De start
script is beschikbaar onder de <cq-installation>/bin directory. Zowel Unix als de versies van Vensters worden verstrekt. Het script start de instantie die in <cq-installation> directory.
Deze twee versies ondersteunen een lijst met omgevingsvariabelen die kunnen worden gebruikt om het AEM te starten en af te stemmen.

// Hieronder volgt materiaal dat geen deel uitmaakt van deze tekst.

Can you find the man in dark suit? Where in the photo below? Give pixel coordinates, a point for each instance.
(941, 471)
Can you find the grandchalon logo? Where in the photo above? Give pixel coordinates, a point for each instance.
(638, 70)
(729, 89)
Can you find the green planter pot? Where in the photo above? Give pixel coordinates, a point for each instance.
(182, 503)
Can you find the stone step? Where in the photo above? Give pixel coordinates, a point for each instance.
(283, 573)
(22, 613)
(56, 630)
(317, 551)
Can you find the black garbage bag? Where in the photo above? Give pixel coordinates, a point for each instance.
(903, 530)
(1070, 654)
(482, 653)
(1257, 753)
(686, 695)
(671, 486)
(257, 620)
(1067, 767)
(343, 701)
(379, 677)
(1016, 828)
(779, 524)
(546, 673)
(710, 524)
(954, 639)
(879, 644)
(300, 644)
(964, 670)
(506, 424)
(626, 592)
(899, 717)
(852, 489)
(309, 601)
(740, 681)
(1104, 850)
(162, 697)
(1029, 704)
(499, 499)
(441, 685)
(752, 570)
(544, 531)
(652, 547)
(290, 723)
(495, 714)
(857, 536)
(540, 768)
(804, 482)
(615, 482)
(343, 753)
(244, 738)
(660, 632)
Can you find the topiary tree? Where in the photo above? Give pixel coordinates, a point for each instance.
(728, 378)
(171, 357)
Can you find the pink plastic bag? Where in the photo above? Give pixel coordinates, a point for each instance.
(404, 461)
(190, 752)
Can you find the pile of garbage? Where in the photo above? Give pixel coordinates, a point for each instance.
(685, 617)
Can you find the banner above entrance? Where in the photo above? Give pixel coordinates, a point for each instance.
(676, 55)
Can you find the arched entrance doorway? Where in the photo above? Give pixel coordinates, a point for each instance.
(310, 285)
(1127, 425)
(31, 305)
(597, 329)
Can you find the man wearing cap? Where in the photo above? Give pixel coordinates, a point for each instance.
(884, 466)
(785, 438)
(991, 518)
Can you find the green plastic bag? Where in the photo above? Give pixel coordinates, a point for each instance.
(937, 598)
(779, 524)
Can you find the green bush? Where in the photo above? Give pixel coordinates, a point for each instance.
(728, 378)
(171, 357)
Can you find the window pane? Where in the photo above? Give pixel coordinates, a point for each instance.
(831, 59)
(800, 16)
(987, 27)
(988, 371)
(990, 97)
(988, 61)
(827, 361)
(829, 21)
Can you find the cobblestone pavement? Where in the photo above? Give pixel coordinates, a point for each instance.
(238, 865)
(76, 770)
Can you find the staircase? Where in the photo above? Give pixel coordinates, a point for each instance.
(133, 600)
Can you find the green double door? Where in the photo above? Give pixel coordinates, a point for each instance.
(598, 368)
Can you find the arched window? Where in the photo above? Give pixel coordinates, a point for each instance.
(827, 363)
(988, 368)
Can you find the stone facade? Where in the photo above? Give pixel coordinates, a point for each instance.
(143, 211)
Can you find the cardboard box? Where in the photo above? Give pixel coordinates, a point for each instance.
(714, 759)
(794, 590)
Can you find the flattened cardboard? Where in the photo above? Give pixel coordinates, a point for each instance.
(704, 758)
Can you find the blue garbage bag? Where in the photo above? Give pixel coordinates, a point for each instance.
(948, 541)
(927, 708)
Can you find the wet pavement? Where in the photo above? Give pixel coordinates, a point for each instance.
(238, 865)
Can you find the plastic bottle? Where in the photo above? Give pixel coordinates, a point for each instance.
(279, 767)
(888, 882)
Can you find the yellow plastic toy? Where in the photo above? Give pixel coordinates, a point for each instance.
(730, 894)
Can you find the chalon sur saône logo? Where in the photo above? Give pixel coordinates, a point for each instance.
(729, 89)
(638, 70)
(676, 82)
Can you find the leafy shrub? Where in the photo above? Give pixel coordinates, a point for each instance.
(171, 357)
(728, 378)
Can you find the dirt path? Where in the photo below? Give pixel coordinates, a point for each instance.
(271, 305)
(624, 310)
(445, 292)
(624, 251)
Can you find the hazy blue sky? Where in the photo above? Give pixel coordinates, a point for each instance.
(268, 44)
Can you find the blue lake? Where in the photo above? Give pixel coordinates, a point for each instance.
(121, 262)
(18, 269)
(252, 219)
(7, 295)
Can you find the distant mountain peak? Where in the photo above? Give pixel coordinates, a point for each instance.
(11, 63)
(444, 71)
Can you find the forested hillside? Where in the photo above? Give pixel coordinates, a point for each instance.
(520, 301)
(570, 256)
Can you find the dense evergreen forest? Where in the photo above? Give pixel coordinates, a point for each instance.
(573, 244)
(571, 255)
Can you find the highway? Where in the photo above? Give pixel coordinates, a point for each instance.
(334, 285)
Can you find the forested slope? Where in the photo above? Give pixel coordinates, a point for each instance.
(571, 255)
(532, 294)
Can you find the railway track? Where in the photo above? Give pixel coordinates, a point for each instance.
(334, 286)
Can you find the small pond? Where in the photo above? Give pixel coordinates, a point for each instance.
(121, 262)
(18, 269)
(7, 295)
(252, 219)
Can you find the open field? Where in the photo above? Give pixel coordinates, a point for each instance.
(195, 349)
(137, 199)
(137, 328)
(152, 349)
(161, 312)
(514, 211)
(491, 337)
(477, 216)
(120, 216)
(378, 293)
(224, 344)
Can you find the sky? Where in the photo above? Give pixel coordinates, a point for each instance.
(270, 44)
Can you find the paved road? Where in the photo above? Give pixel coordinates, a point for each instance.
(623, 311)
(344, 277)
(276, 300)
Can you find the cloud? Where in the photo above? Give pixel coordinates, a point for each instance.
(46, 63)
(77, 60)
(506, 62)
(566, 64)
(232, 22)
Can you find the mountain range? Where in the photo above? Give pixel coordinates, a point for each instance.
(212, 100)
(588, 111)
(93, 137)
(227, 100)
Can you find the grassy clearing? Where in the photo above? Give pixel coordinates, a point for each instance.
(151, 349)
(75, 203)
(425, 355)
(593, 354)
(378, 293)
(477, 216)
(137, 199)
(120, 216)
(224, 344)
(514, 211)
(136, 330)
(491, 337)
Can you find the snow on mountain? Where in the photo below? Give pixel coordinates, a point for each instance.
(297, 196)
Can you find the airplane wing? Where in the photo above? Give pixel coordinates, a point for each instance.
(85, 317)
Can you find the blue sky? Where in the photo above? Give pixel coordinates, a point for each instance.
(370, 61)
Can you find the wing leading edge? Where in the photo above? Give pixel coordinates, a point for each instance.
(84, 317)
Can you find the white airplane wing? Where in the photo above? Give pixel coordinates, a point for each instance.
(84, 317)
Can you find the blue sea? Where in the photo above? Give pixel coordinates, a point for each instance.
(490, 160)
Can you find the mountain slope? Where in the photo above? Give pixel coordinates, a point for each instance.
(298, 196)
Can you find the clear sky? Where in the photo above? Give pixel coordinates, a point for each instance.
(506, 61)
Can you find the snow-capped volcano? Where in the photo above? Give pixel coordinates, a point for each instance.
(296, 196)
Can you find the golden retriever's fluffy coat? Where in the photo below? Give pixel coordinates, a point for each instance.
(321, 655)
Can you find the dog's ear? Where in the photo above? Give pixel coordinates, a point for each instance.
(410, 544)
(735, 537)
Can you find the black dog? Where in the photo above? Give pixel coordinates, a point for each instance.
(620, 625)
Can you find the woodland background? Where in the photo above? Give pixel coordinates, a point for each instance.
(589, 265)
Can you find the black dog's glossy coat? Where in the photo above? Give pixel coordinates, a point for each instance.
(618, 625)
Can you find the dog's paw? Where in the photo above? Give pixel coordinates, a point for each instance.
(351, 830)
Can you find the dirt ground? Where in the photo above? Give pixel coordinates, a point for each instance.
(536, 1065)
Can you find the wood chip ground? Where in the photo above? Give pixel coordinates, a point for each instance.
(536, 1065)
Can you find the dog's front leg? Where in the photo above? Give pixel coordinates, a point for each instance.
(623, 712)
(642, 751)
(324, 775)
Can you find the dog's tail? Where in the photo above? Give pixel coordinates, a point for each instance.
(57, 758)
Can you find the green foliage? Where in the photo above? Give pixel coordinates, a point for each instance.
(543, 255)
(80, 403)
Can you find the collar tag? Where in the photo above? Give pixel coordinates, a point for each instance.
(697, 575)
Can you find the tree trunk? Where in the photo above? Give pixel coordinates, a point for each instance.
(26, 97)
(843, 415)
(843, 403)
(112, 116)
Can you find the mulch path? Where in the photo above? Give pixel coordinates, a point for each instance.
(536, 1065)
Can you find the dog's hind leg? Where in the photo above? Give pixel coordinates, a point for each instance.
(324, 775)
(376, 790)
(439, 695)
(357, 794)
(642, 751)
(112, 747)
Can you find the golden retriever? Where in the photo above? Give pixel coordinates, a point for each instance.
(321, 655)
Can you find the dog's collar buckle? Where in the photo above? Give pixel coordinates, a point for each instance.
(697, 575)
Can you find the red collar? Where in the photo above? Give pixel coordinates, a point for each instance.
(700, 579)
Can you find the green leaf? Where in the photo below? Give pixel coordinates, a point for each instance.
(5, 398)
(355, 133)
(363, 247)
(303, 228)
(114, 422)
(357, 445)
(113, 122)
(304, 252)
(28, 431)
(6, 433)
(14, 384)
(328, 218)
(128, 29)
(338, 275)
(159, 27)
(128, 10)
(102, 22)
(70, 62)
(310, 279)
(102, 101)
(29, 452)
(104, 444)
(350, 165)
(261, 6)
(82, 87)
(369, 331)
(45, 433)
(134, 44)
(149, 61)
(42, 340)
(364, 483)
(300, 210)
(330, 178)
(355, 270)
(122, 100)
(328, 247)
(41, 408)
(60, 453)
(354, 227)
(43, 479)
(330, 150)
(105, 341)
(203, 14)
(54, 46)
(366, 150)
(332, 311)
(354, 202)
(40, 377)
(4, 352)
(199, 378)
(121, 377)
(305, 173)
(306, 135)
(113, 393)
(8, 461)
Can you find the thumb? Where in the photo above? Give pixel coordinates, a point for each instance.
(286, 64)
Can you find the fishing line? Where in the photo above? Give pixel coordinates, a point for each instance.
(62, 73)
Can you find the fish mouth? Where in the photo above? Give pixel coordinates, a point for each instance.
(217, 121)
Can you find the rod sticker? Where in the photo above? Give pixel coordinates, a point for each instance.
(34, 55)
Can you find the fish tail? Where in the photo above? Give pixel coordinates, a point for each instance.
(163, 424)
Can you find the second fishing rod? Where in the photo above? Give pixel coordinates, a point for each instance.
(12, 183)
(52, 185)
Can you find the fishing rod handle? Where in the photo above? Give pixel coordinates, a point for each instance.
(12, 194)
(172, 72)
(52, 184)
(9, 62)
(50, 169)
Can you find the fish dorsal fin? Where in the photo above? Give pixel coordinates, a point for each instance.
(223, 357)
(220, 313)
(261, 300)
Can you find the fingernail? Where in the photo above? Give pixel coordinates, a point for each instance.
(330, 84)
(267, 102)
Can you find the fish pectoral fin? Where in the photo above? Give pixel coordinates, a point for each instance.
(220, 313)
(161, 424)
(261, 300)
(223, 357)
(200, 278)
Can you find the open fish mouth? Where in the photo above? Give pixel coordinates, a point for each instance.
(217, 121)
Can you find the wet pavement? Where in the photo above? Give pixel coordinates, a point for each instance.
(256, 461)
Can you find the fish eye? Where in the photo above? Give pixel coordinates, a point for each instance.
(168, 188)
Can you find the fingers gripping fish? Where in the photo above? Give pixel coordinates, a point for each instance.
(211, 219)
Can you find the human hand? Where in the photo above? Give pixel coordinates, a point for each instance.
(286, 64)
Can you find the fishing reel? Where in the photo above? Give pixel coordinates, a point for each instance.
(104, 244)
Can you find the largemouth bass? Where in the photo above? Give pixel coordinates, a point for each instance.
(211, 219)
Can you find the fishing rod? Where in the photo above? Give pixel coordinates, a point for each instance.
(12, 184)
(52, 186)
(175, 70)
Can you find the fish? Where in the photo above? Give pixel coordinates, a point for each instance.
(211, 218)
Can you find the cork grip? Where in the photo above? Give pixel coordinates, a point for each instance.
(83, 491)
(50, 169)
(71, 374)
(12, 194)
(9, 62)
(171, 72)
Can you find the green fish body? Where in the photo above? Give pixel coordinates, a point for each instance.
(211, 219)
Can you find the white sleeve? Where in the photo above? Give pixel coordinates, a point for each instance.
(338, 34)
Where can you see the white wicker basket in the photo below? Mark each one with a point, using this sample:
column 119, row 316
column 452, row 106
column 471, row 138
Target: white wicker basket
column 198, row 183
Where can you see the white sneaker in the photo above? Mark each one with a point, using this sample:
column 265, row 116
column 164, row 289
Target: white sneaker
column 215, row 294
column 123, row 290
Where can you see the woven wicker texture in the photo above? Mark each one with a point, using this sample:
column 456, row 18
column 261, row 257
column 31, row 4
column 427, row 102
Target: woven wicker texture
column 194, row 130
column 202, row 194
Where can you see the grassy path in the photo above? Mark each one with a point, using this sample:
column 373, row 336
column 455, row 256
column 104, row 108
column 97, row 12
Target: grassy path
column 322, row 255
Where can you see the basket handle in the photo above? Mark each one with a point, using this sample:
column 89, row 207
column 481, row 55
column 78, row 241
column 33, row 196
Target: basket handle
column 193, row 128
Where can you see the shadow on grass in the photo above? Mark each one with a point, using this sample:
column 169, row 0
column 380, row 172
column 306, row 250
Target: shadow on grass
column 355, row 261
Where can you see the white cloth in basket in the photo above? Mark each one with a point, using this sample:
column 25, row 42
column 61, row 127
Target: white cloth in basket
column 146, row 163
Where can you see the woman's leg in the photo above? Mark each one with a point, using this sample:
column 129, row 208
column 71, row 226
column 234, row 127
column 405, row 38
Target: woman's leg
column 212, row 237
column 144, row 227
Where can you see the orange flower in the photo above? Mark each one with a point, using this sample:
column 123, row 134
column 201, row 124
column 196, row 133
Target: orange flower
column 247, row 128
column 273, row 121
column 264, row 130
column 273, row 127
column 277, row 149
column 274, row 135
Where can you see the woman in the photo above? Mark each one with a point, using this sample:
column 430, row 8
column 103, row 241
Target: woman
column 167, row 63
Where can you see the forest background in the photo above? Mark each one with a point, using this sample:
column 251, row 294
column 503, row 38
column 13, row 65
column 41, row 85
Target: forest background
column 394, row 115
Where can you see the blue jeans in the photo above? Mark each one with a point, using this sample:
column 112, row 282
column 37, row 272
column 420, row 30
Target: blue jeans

Omgevingsvariabele | Beschrijving |
CQ_PORT | TCP-poort voor stop- en statusscripts |
CQ_HOST | Hostnaam |
CQ_INTERFACE | Interface waarnaar deze server moet luisteren |
CQ_RUNMODE | Runmode(s) gescheiden door komma |
CQ_JARFILE | Naam van het taalbestand |
CQ_USE_JAAS | Gebruik van JAAS (indien waar) |
CQ_JAAS_CONFIG | Pad van de JAAS-configuratie |
CQ_JVM_OPTS | Standaard JVM-opties |
Houd er rekening mee dat bepaalde uitvoermodi, waaronder auteur en publicatie, moeten worden ingesteld voordat de AEM voor het eerst wordt gestart en dat deze naderhand niet kunnen worden gewijzigd. Voordat u een AEM-instantie instelt die in de productie moet worden gebruikt, raadpleegt u de documentatie bij uitvoermodi voor meer informatie.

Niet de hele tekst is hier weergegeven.